When she reached the hilarious punchline (‘For your information, my wife is dead’), Judy groaned and clapped her hands with a mixture of horror and delight.
‘I know, I know, I’m so ashamed.’ Millie shook her head and felt herself going bright red again; it happened every time she even thought about it.
Lloyd patted her arm and said cheerfully, ‘My daughter, the diplomat.’
‘Dad, I was mortified! I just hung up.’
‘Maybe it wasn’t true,’ Judy suggested. ‘My darling husband always had atrocious taste in sweaters, but as soon as anyone made fun of them, he’d look distraught and say, “This was the last thing my mother knitted for me before she died.”’
It was a nice thought, but Millie knew she couldn’t allow herself to hang on to it.
‘This chap wasn’t joking,’ she said sadly. ‘He really meant it. He was disgusted with me. Up until then he’d seemed so nice… he had this really warm voice.’
‘Oh well, that's men for you.’ Judy waved a dismissive arm. ‘So what did you do with the wallet?’
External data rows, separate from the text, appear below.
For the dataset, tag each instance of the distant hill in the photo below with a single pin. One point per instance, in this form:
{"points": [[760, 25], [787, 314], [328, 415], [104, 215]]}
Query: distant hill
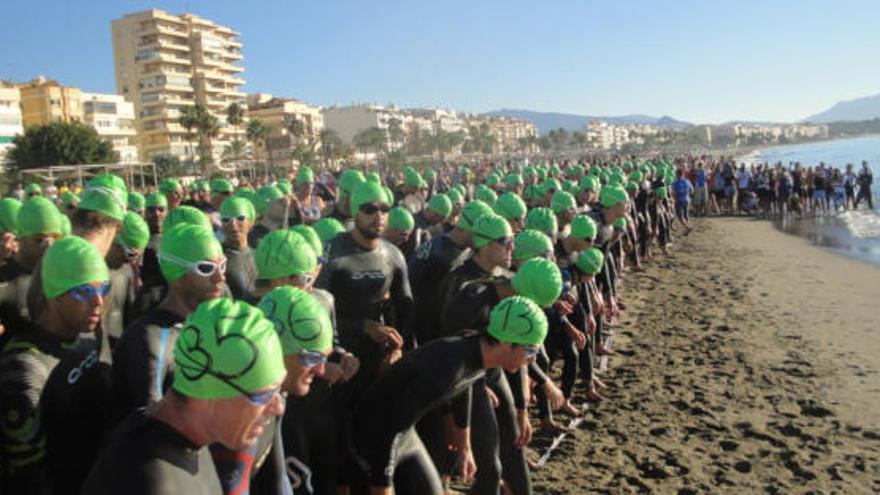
{"points": [[546, 121], [866, 108]]}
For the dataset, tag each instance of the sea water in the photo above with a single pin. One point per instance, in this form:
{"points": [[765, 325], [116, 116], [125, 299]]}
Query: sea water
{"points": [[854, 233]]}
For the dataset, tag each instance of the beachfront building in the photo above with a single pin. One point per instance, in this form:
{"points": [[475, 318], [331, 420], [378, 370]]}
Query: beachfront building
{"points": [[10, 116], [348, 121], [167, 62], [45, 100], [113, 119], [282, 115]]}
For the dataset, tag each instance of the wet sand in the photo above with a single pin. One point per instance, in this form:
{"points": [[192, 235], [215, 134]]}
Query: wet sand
{"points": [[751, 366]]}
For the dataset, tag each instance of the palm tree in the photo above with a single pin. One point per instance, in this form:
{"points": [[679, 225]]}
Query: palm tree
{"points": [[257, 132]]}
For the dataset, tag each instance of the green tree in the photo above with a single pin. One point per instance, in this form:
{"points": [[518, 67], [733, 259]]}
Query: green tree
{"points": [[60, 143], [257, 133]]}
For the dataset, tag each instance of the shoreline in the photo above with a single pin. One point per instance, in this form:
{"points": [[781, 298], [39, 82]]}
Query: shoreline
{"points": [[745, 362]]}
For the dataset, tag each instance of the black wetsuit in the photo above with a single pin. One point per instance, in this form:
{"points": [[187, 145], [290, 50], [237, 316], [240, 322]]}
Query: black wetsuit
{"points": [[385, 441], [241, 274], [431, 263], [367, 285], [143, 362], [54, 406], [148, 457]]}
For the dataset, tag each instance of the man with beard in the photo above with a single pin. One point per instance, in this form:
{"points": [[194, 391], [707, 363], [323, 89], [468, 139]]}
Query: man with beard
{"points": [[228, 373], [52, 397], [367, 276], [191, 260]]}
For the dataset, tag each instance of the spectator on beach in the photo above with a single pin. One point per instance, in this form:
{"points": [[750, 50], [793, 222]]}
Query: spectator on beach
{"points": [[866, 179]]}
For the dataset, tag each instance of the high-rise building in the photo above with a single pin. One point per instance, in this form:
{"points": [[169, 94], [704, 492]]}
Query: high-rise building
{"points": [[113, 119], [44, 101], [10, 116], [166, 62]]}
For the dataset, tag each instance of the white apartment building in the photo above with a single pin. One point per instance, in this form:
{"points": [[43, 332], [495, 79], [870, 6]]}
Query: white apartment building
{"points": [[113, 118]]}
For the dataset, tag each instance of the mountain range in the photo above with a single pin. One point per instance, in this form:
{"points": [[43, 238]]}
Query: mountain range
{"points": [[866, 108], [547, 121]]}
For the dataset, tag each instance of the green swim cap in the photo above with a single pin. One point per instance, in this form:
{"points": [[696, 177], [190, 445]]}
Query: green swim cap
{"points": [[310, 236], [583, 227], [136, 201], [71, 262], [283, 253], [540, 280], [510, 206], [265, 196], [221, 185], [169, 186], [441, 205], [455, 196], [186, 243], [186, 215], [400, 219], [328, 229], [9, 208], [226, 348], [518, 320], [349, 180], [156, 200], [490, 227], [485, 194], [38, 216], [71, 198], [135, 233], [590, 261], [542, 219], [305, 176], [472, 212], [235, 206], [106, 194], [612, 195], [562, 201], [301, 321], [367, 192], [66, 227], [531, 243]]}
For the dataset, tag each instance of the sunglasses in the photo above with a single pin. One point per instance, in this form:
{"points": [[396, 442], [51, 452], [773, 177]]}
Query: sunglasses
{"points": [[86, 292], [311, 359], [371, 209], [203, 268], [240, 218], [262, 398]]}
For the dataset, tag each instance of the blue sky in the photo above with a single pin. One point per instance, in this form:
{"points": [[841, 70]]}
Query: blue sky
{"points": [[701, 61]]}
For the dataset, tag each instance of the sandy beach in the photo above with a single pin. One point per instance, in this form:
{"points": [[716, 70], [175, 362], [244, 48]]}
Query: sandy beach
{"points": [[751, 366]]}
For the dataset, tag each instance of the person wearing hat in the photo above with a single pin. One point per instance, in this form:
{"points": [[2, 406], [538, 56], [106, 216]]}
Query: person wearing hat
{"points": [[433, 261], [173, 192], [403, 233], [193, 264], [309, 427], [237, 214], [368, 279], [431, 218], [228, 373], [385, 438], [273, 207], [97, 219], [9, 208], [53, 400], [123, 260], [311, 205], [38, 226]]}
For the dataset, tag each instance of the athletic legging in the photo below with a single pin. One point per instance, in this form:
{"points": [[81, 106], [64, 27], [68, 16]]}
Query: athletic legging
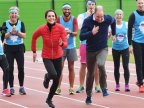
{"points": [[5, 67], [15, 52], [54, 68]]}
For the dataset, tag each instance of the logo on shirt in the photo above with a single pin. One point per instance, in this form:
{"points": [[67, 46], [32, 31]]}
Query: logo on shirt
{"points": [[141, 27], [120, 37]]}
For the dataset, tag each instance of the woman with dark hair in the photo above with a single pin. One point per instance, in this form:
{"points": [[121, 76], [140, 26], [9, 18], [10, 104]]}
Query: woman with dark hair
{"points": [[14, 47], [54, 39]]}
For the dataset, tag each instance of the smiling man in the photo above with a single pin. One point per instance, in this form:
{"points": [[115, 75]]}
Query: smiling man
{"points": [[71, 27], [95, 31]]}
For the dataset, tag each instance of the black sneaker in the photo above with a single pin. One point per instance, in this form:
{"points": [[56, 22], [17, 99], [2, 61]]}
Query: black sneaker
{"points": [[46, 81], [105, 92], [22, 91], [50, 104], [88, 100]]}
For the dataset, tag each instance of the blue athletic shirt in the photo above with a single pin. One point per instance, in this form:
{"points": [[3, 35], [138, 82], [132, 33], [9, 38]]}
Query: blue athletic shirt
{"points": [[139, 28], [69, 25], [13, 39], [1, 48], [85, 16], [121, 42]]}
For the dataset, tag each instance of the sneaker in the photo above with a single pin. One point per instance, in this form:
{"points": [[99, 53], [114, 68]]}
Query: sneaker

‘Posted it off to him. I scribbled a quick note saying sorry, but the guilt won’t go away. You’d think it would hav
e started to wear off by now but it hasn’t, in fact it's got worse.’ Millie shuddered just thinking about it. ‘Whenever I remember that phone call I get these awful icy shivers whooshing down my spine. Sometimes it's like standing under a waterfall—’
‘Darling, write him another letter!’ Judy exclaimed. ‘A proper one this time. Then you can grovel and apologize to your heart's content.’
Millie wilted; she only wished she could.
‘I can’t remember his address. Too embarrassed, I expect. It's wiped from my memory. Gone.’
‘Oh well then, put it out of your mind. Just forget it.’ Judy's tone was consoling. ‘Life's too short.’
‘Certainly was for that fellow's wife.’ Lloyd winked at Millie across the table.
‘Dad! That's a terrible thing to say!’
‘I know. Can’t think where I get it from,’ said Lloyd.
‘One, two… bum.’
‘One, two, three… bugger.’
‘One… oh fuck it!’
From the living-room doorway, Hester said, ‘I’d ask you what you thought you were doing, but it would be a dumb question.’
‘Oh, hi.’ Bending down, Millie retrieved the satsumas that had rolled under the table. She’d dropped them so many times they were now as soft and squishy as breast implants.
‘You’re juggling,’ Hester said accusingly.
‘I’m not, am I?’
‘No, actually, you’re not. You’re trying to juggle.’
‘I’ve spent the whole afternoon trying to juggle… one, two, three… damn. Judy's been teaching me. She said it was easy,’ Millie wailed, ‘and it's not, it's bloody impossible!’
‘Stop, then. Don’t do it.’
‘Two, three, four… sod it. And no I won’t stop.’ Millie doggedly picked up the dropped satsuma. ‘I’m not going to let this beat me.’
‘You even left the post sitting on the mat,’ Hester complained, waving the sheaf of letters like a poker hand. ‘I stepped on them when I opened the door. Oh yuk,’ her lip curled up in disgust as she leafed through the unexciting collection, ‘now I know why you didn’t pick them up. Water rates, phone, scary bank statement, gas bill… nightmare.’